Thursday, June 10, 2010

The Introvert and the World Wide Web

Perhaps this topic has been analyzed to death, but when I was getting acquainted with the Internet about 10 years ago, people didn’t talk much about the social effects. I am not going to go into pornography or anything like that; this is more about social skills and emotional intimacy.

I’ve come full-circle with some of the features of online socializing, and wanted to share some of my impressions.

For a shy person, the Internet was a life-changer. It felt like it leveled the playing field where before we would have had no chance mixing and mingling with a variety of people; getting past that first “hello;” jumping into a conversation amid the extroverts and loud talkers. read more/-

There were many opportunities that it added to my social life:

1)    Ease in initiating conversations

-who wants to make the first move? Not me! I don't even know where to start! What if the other person is busy, uninterested, etc? Don't even get me started about making phone calls. But online...shoot out a quick IM or email, and you can strike up a conversation pretty easily.

2)  Greater boldness in expressing myself

-the inhibitions were suddenly gone. I could joke, flirt, and make quick come-backs, as well as get into a variety of deep discussions which could last for hours. Somehow it didn’t tire me as much as social events in “reality” where I could only last an hour or two. The “real” me?

3)  More frequent contact between meetings

-who wants to wait until Sunday for the next youth group meeting? Or until third period on Monday?  It could take the whole meeting for me to warm up and then it would be time to go home. But with the Internet I could just hop on for a few minutes and check in with everyone. I could find out information and make social plans quickly.

-instant attention: In times when I wanted to talk to someone, I didn't need to wait until someone was free to lend a listening ear. Someone was sure to be online...

4) More contact with people who are far away

-how else could I stay in contact with those friends I met at a conference; the relatives on another continent; the friends allll the way down the hall of my dormitory? :)

5) Time to think (e-mail)

-while chatting required answering quickly, I could easily stall and avoid an awkward question. Emails, meanwhile, could be answered at my own convenience, when I had had the time to consider everything very carefully and create the best possible response.

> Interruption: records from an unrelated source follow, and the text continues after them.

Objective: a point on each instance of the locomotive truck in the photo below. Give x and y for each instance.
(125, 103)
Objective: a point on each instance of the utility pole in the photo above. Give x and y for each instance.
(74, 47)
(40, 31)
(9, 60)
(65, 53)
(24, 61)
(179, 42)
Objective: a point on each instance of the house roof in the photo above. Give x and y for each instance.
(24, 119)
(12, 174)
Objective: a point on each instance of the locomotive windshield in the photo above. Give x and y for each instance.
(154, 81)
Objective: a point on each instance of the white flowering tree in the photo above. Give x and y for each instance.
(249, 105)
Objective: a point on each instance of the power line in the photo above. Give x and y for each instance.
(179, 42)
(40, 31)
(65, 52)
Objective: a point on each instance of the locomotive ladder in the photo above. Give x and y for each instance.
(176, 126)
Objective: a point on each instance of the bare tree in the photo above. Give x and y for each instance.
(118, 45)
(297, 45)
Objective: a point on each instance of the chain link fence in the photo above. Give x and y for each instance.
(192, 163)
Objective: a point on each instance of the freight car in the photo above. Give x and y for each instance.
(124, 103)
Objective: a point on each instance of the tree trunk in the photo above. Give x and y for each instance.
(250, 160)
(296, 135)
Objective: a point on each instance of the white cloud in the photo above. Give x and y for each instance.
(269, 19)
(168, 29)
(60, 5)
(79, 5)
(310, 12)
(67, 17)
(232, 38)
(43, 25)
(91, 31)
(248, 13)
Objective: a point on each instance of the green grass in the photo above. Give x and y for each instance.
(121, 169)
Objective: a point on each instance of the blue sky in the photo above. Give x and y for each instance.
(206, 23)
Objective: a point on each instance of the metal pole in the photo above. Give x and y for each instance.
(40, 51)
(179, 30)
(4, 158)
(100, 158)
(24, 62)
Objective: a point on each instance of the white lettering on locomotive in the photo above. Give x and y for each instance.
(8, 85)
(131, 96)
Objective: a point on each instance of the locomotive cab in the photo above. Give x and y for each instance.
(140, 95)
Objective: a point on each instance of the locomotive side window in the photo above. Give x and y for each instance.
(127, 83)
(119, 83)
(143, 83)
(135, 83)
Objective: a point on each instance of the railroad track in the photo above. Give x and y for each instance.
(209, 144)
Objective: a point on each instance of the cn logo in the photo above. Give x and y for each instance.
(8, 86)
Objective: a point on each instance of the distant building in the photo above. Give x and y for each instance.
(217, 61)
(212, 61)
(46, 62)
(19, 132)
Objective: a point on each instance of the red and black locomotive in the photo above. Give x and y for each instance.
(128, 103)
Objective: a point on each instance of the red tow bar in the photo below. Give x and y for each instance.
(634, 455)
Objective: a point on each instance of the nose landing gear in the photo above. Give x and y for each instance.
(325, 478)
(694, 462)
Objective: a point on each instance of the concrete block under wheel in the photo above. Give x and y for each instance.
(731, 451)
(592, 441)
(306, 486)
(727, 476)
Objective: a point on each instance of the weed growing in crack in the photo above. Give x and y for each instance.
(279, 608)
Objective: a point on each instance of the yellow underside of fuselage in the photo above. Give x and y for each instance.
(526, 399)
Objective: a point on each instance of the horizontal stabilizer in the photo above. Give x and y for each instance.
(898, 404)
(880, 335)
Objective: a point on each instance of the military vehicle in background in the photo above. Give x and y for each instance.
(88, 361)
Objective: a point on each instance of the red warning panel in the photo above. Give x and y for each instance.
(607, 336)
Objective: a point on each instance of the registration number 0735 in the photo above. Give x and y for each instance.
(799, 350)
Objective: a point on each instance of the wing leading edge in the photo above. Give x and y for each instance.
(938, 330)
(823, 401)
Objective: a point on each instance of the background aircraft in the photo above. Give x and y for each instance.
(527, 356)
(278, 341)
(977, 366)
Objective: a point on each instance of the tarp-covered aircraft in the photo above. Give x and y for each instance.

Eventually, however I realized that the benefits themselves had the potential to become harmful.

1)    Ease in initiating conversation

-but what happened to someone calling you up specifically to talk about something, or to invite you to go somewhere? He/she had to find YOUR number and call YOU. The spontaneity began to depress me. Online we strike up conversation with whoever is available, whenever we happen to have the time.
It’s fun, but at the same time you can never be sure if someone is genuinely happy to “spend time” with you or if he/she is just bored. Which is not to say that chatting with friends is a bad way to cure boredom or loneliness. But it still drifts into the realm of “passive” relating.  Let’s sit here and see if anyone interesting will show up…rather than going after it, pursuing fellowship with a specific person.

-And besides that, how do you know if the other person is smiling when you’re smiling? What do the pauses mean? What if one person is multi-tasking while the other is seeking a deep conversation?

2) Greater boldness in expressing myself

-Boldness? I miss my “filter” that comes from being shy. I rarely fear saying something stupid out loud, but on the Internet it all “hangs out.” Everything is focused on drawing attention to myself.  I share extraneous details, pursue relationships that without the Internet would have seemed pointless. I jump into conversations where I should refrain from participating.

3) More frequent contact

-The frequency of the exchange of virtual words means that the real-life encounters stop being so special. You might even wish for them to be over so you can get back to your virtual life. Instead of developing my weaker skills, I was bypassing them for something that came more naturally. I needed to put away the stronger muscles for a little while and work on the weaker ones.

4) More contact with people who are far away

-I don’t want to sound like I regret being in touch with all of my beloved ones who are far away. And it is great fun to reconnect with people whom I haven’t seen for ages. But if I am focused on writing emails all day and trying to keep up with all the news, I neglect those who are close to me. This includes blogging. Dare I pour out my feelings to near strangers, if I haven’t shared them yet with those close to me? There is so much to learn from and share about with all my friends near and far, but I have to prioritize.

5) Time to think

-What if my first reaction is a smile, which a conversation partner will not see through the computer screen? Or what if it is a frown, or even tears? How will people know what upsets me if I can delay my response until I’ve calmed down? Being able to hide and calculate every word is not always a good thing.